Quel bonheur de démarrer la saison non pas avec un programme mixte, souvent inégal, mais avec un classique indépassable tel que Giselle! Pour cette entrée en matière, c’est le couple Léonore Baulac et Marc Moreau qui ranime la flamme de l’histoire d’amour tragique entre la jeune paysanne et Albrecht, l’aristocrate désinvolte puis repenti. Les 2 étoiles sont tous deux d’excellents partenaires et ils ont réussi à s’accorder avec de nombreux autres danseurs de la maison. Mais, physiquement et artistiquement, leur association est peut-être la bonne idée à cultiver pour les prochaines saisons, en particulier pour Léonore Baulac qui a souvent apporté son instinct de comédienne et un certaine passion à des partenaires en déficit de maturité artistique. Ils sont accompagnés par Jérémy-Loup Quer, un habitué du rôle d’Hilarion, et d’Héloïse Bourdon, dont l’autorité naturelle fait merveille dans le rôle de Myrtha, la reine impitoyable des Wilis.

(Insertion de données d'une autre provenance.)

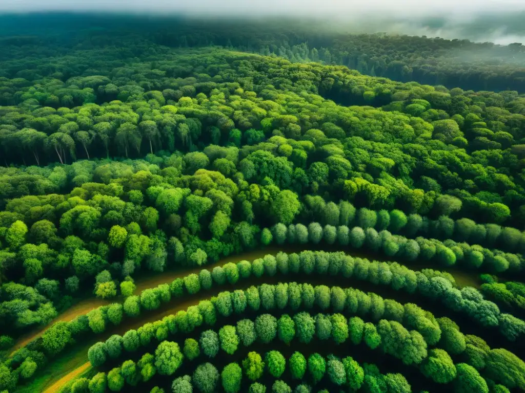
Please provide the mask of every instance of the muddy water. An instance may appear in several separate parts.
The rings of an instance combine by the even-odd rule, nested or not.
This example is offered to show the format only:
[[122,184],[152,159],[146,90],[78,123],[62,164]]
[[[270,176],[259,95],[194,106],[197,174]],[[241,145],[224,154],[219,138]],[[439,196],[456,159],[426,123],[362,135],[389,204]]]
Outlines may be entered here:
[[[319,247],[316,247],[316,246],[312,246],[312,245],[310,244],[307,244],[302,246],[299,245],[287,245],[282,247],[275,246],[267,247],[262,250],[259,249],[244,253],[240,255],[230,256],[227,258],[221,259],[216,263],[206,265],[205,267],[207,269],[212,269],[215,266],[221,266],[228,262],[237,262],[243,260],[251,261],[257,258],[261,258],[264,255],[267,254],[269,254],[275,255],[279,251],[284,251],[287,253],[293,253],[299,252],[303,249],[315,250],[318,248],[320,249],[321,247],[320,246]],[[341,248],[338,247],[333,247],[333,248],[330,247],[330,248],[327,249],[327,247],[325,246],[322,248],[323,249],[327,251],[335,251],[338,250],[341,250]],[[371,259],[378,259],[376,257],[376,255],[373,255],[371,253],[359,252],[359,251],[356,252],[355,250],[351,250],[347,249],[344,250],[346,252],[349,252],[349,254],[356,257],[368,258]],[[374,258],[374,257],[375,257]],[[386,260],[388,261],[387,260]],[[392,259],[392,260],[394,260],[394,259]],[[440,268],[438,266],[429,264],[421,264],[417,263],[408,263],[399,260],[397,260],[397,261],[398,261],[400,263],[406,264],[411,268],[415,270],[419,270],[424,268],[434,268],[448,271],[454,276],[455,279],[456,280],[456,282],[460,286],[467,285],[470,285],[471,286],[479,286],[479,281],[478,279],[479,275],[478,272],[475,271],[470,273],[461,270],[459,268],[456,267],[443,269]],[[140,291],[147,288],[155,287],[161,283],[171,282],[176,278],[184,277],[185,276],[186,276],[191,273],[198,272],[202,268],[202,267],[199,267],[198,268],[193,269],[172,270],[160,274],[152,274],[150,275],[144,276],[140,279],[138,279],[136,281],[138,287],[137,290],[136,290],[136,293],[139,293]],[[29,384],[25,386],[20,386],[19,389],[18,390],[19,391],[24,392],[40,391],[47,391],[48,392],[48,393],[57,391],[60,387],[63,386],[69,380],[73,379],[74,377],[78,376],[84,371],[90,369],[90,365],[89,364],[87,359],[87,350],[89,349],[89,347],[98,341],[104,341],[112,334],[123,334],[128,330],[138,329],[139,327],[142,326],[146,322],[157,321],[158,320],[162,319],[162,318],[165,315],[176,313],[180,310],[185,310],[188,307],[197,303],[201,300],[208,299],[211,296],[214,296],[221,291],[232,290],[233,289],[243,289],[244,288],[247,288],[250,285],[256,285],[262,283],[262,282],[276,283],[279,281],[296,281],[297,282],[308,282],[313,285],[319,284],[323,284],[328,286],[340,285],[343,287],[351,286],[354,288],[360,289],[362,290],[374,292],[378,294],[383,296],[385,298],[394,298],[402,302],[409,302],[412,301],[419,303],[419,305],[422,307],[423,308],[428,309],[429,311],[432,311],[436,317],[447,315],[450,312],[449,310],[444,309],[444,308],[440,308],[439,306],[429,308],[427,307],[428,304],[426,303],[424,304],[422,302],[417,301],[416,299],[413,298],[411,295],[404,292],[396,292],[386,287],[382,287],[380,286],[374,286],[366,282],[357,281],[354,280],[343,279],[342,280],[341,279],[342,278],[342,277],[333,277],[315,275],[301,277],[300,277],[300,275],[297,276],[295,275],[290,275],[286,277],[280,275],[278,275],[274,277],[263,276],[260,279],[256,279],[254,277],[252,277],[250,278],[250,279],[249,279],[248,281],[239,282],[236,286],[235,286],[235,287],[234,286],[223,286],[220,288],[214,289],[210,291],[203,291],[195,296],[185,297],[183,300],[178,301],[176,299],[174,299],[171,301],[169,303],[163,305],[158,310],[144,312],[142,315],[141,315],[141,317],[140,317],[138,319],[129,319],[125,323],[123,323],[118,326],[110,327],[107,331],[106,331],[106,332],[101,334],[94,336],[90,335],[89,338],[85,341],[83,341],[81,344],[77,344],[75,346],[69,348],[68,353],[67,354],[68,359],[63,364],[61,365],[60,367],[57,367],[56,369],[43,370],[40,373],[39,373],[40,375],[37,378],[38,387],[36,386],[34,384]],[[87,311],[89,311],[93,308],[104,304],[107,304],[107,302],[104,302],[101,299],[86,299],[85,301],[82,301],[82,302],[79,302],[76,305],[75,309],[76,310],[76,312],[73,311],[71,312],[65,313],[61,315],[60,317],[59,317],[59,318],[57,319],[57,320],[70,320],[77,315],[85,314]],[[62,315],[64,315],[64,318],[67,318],[69,319],[61,319],[61,318],[62,318]],[[475,330],[472,330],[472,324],[471,321],[470,321],[470,320],[466,320],[464,315],[457,314],[456,313],[454,315],[451,315],[449,316],[451,316],[451,318],[453,316],[454,318],[453,319],[455,320],[457,320],[458,318],[464,320],[464,323],[458,324],[460,324],[460,326],[461,328],[462,331],[463,331],[464,333],[465,333],[466,334],[477,334],[479,335],[481,335],[482,337],[485,335],[488,335],[486,334],[480,334],[479,332],[475,331]],[[474,328],[475,328],[475,326],[474,326]],[[28,342],[28,341],[32,340],[33,338],[38,337],[38,335],[41,334],[44,330],[44,329],[43,329],[39,332],[34,334],[32,338],[31,339],[28,340],[26,338],[26,340],[27,340],[27,342]],[[485,333],[490,333],[490,332],[488,331]],[[494,341],[494,340],[488,340],[488,342],[489,342],[489,345],[490,345],[490,342],[491,341]],[[494,344],[496,343],[494,343]],[[499,345],[496,344],[495,346],[494,345],[491,345],[491,346],[495,347],[499,347],[500,346],[501,343],[500,343]],[[79,369],[82,373],[79,372]]]
[[[302,249],[306,249],[304,247]],[[208,269],[213,269],[215,266],[220,266],[229,262],[238,262],[240,260],[246,260],[251,261],[254,259],[258,258],[262,258],[268,254],[275,255],[280,251],[284,250],[282,247],[277,246],[269,247],[264,250],[258,249],[253,251],[247,252],[240,255],[230,255],[225,258],[223,258],[217,262],[205,266],[200,266],[196,268],[190,269],[177,269],[171,270],[167,270],[162,273],[152,273],[148,272],[141,275],[135,280],[135,285],[136,288],[134,293],[140,293],[142,291],[150,288],[156,287],[160,284],[169,283],[176,278],[181,278],[191,273],[198,273],[203,268]],[[285,251],[286,252],[286,251]],[[290,252],[293,252],[290,251]],[[64,321],[68,322],[74,319],[77,316],[85,315],[92,310],[94,310],[101,305],[106,305],[111,303],[122,302],[124,301],[123,298],[121,296],[114,298],[111,300],[104,300],[99,298],[88,298],[83,299],[79,301],[78,303],[68,308],[67,310],[62,312],[56,318],[52,320],[48,325],[39,328],[31,332],[29,332],[22,336],[20,336],[15,343],[12,351],[14,352],[19,348],[21,348],[32,340],[41,335],[46,330],[55,322]]]
[[[136,288],[135,290],[135,293],[140,293],[142,291],[147,288],[153,288],[160,284],[169,283],[176,278],[181,278],[191,273],[198,273],[203,268],[211,270],[215,266],[220,266],[229,262],[237,263],[240,260],[253,261],[258,258],[262,258],[267,254],[275,255],[280,251],[285,253],[296,253],[303,251],[305,249],[323,249],[330,251],[345,251],[351,255],[360,257],[361,258],[366,258],[370,260],[380,260],[385,261],[397,261],[400,264],[406,265],[412,269],[416,270],[419,270],[423,269],[435,269],[443,271],[447,271],[452,274],[456,283],[460,287],[470,286],[474,288],[479,288],[481,285],[481,281],[479,280],[479,272],[475,271],[467,271],[461,268],[456,267],[443,267],[439,265],[436,265],[431,263],[421,263],[420,262],[412,262],[404,261],[395,258],[378,258],[377,255],[371,252],[367,252],[361,250],[355,249],[344,249],[343,247],[340,246],[333,246],[327,248],[326,245],[323,246],[316,247],[311,244],[304,245],[286,245],[282,246],[271,246],[264,249],[257,249],[252,251],[247,252],[240,255],[230,255],[225,258],[223,258],[217,262],[205,266],[200,266],[196,268],[190,269],[177,269],[171,270],[167,270],[162,273],[152,273],[148,272],[141,275],[137,277],[135,280],[135,284]],[[93,310],[101,305],[106,305],[111,303],[115,302],[121,302],[124,299],[121,297],[118,297],[111,300],[104,300],[99,298],[89,298],[80,300],[74,305],[70,307],[66,311],[58,315],[51,322],[41,328],[29,332],[18,338],[14,346],[12,348],[12,351],[15,351],[19,348],[21,348],[32,340],[39,337],[46,331],[46,330],[53,323],[60,321],[68,322],[74,319],[76,317],[87,314],[89,311]]]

Au premier acte, il y a une véritable alchimie qui se développe entre les deux artistes. J’avais découvert l’Albrecht de Marc Moreau face à Bleuenn Battistoni, il est ici sensiblement différent, plus sincère dans son amour et protecteur de la Giselle à fleur de peau de Léonore Baulac. Il n’est pas sciemment malhonnête avec elle, il est submergé par des sentiments qui sont plus forts que le chemin tracé par sa naissance, et, sans le coup de théâtre déclenché par Hilarion, le prétendant éconduit, on a le sentiment que ce n’est qu’une question de temps pour qu’il dévoile la vérité à Giselle.

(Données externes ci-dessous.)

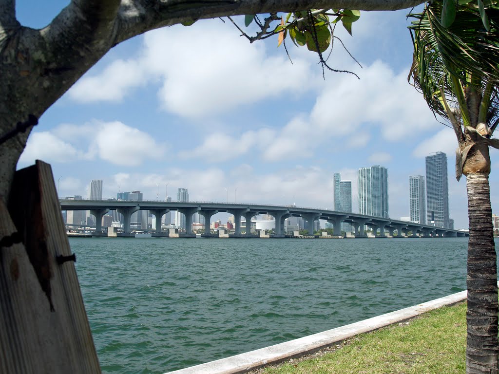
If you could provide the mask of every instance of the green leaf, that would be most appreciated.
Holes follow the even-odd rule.
[[[305,43],[307,42],[307,39],[305,36],[305,34],[299,30],[296,31],[295,37],[296,40],[296,43],[298,43],[298,45],[303,46],[303,45],[305,45]]]
[[[254,19],[254,14],[246,14],[245,16],[245,24],[247,27],[250,25],[253,20]]]
[[[456,19],[456,4],[454,0],[444,0],[441,23],[446,28],[450,27]]]
[[[297,47],[299,46],[296,44],[296,42],[295,41],[296,37],[296,29],[294,27],[289,29],[289,37],[291,38],[291,41],[293,43],[296,45]]]
[[[348,31],[348,33],[350,35],[352,34],[352,24],[350,22],[345,22],[345,21],[342,20],[342,23],[343,24],[343,27],[346,29],[346,30]]]
[[[358,10],[350,10],[345,9],[342,12],[341,20],[344,23],[352,23],[360,18],[360,12]]]
[[[317,33],[317,44],[318,44],[319,49],[317,49],[317,46],[313,39],[312,34],[313,31],[307,31],[304,33],[306,39],[307,48],[309,51],[322,53],[327,49],[331,43],[331,32],[327,26],[316,27],[315,30]]]
[[[487,13],[485,12],[485,6],[484,5],[484,2],[482,0],[478,0],[478,8],[480,11],[480,16],[482,17],[482,22],[484,24],[484,27],[488,31],[491,30],[491,26],[489,24],[489,17]]]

Il y a des Giselle primesautières et insouciantes au premier acte, Léonore Baulac n’est pas de celles-là. On la sent déjà fragile, lorsqu’elle se laisse conter fleurette sur le banc. Elle est encore terrienne, mais il y a déjà un peu de la Wilis en elle, une quête d’absolu qui fait d’elle bien plus qu’une petite paysanne que l’on séduit avant de l’abandonner. Cette Giselle me fait beaucoup penser à celle de Myriam Ould-Braham, si émouvante dans ce rôle. Dans la scène de la folie, Léonore Baulac donne toute la mesure de son talent d’interprétation : rien ne semble forcé et cette scène, d’une modernité surprenante dans un ballet romantique, fait écho au travail de la danseuse dans les pièces de Pina Bausch.

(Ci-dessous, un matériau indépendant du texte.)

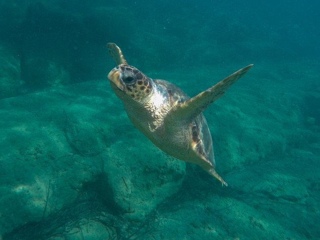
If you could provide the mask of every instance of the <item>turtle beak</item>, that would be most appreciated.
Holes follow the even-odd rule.
[[[120,70],[115,67],[108,75],[108,79],[110,80],[110,84],[114,84],[119,89],[123,91],[124,86],[121,84],[119,79]]]

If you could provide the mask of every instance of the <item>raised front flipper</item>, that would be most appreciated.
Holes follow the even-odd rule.
[[[113,58],[114,61],[116,62],[117,65],[121,64],[127,65],[128,63],[125,59],[124,59],[122,51],[115,43],[107,43],[107,47],[109,50],[109,54],[112,57],[112,58]]]
[[[196,117],[207,107],[221,97],[233,83],[244,75],[253,65],[250,64],[237,71],[194,97],[178,104],[174,107],[170,115],[175,119],[191,119]]]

Le premier acte est également marqué par la prestation plein d’allant de Bianca Scudamore et de Nicola di Vico dans le Pas de Deux des Paysans. En particulier, la danseuse australienne éblouit par le raffinement de son travail de pointes. Qu’elle stagne au rang de sujet depuis 6 ans maintenant, avec peu d’opportunités sur scène, est une énigme pour moi, car c’est une soliste de haute volée.





Le deuxième acte dégage une magie toute particulière en ce début de saison, c’est sans doute ce que l’Opéra de Paris fait de plus beau et on est toujours mystérieusement ému lorsque Myrtha fait son entrée, semblant flotter sur la brume, ou lorsque le corps de ballet éthéré des Wilis se regroupe autour de la croix qui orne la tombe de Giselle pour adouber leur nouvelle sœur, surgie des entrailles du plateau. Marc Moreau est poignant : sa prise de rôle a moins de deux ans, mais l’on ressent combien il a assimilé la technique et a pu enrichir son interprétation. Il y a une forme de plénitude dans chacun des pas de deux avec Léonore Baulac, chaque geste est chargé de sens (notamment lorsqu’il ramasse ces quelques fleurs laissées par le spectre de Giselle pour se convaincre qu’il n’a pas rêvé ou la douceur de chacune des prises). On espère que ce partenariat sera renouvelé cette saison, pourquoi pas dans le Parc ou la Dame aux Camélias.
A signaler, parmi les nouveautés de la saison, la disparition de la petite fiche papier. Sur les écrans du théâtre, on a un QR code à scanner pour récupérer la distribution, ou vous recevez un SMS avant le spectacle pour accéder au document.